By doing so, Haggerty would have held the agency accountable for protecting salmon runs without destroying what’s left of rural economies.

Additional Notes:

1. Yesterday Judge Ancer Haggerty modified his ruling to allow 15 of 19 ranchers involved in the case to use their alloments for one more season [here].

2. The lawsuit was brought by the Oregon Natural Desert Association and the Western Watersheds Project. Those eco-litigious sue-sue-sue groups were recently gifted $22 million by the El Paso Corp who are building the Ruby (natural gas) Pipeline. See [here, here, here, here, here]. The “deal” was an extortion payment [here]. The sue-happy eco-monkey-wrencher groups agreed to not tie up the pipeline project in court in return for the huge payoff.

3. Eco-litigious groups also receive huge windfalls in return for suing the government through the “Judgment Fund” and the Equal Access to Justice Act (EAJA) [here, here, here]. $Billions have been funneled to sue-happy monkey-wrencher groups, much of it directly from Federal land management agency budgets.

4. The Oregon Natural Desert Association is also supported by corporations that include Patagonia, Trader Joe’s, and Bank of the Cascades [here]. Their Board, staff, advisors, and “consultants” are exclusively white liberals with no background in ranching or forestry. In fact, along with WWP, ONDA is virulently anti-ranching and anti-forestry. Their roots go back to monkey-wrencher eco-terrorist groups.

5. More damage to streambanks is done by government protected feral horses and donkeys than by cattle [here].

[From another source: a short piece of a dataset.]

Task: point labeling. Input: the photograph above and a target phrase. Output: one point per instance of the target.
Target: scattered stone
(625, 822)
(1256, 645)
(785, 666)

6. The endangered species allegedly at risk is the steelhead, aka rainbow trout (Oncorhynchus mykiss). The species has been introduced for food or sport to at least 45 countries, and every continent except Antarctica [here]. The species is in no way, shape, or form “endangered”. In fact, it is considered (by the USFWS) to be a pest and a competitor to other fish in other watersheds.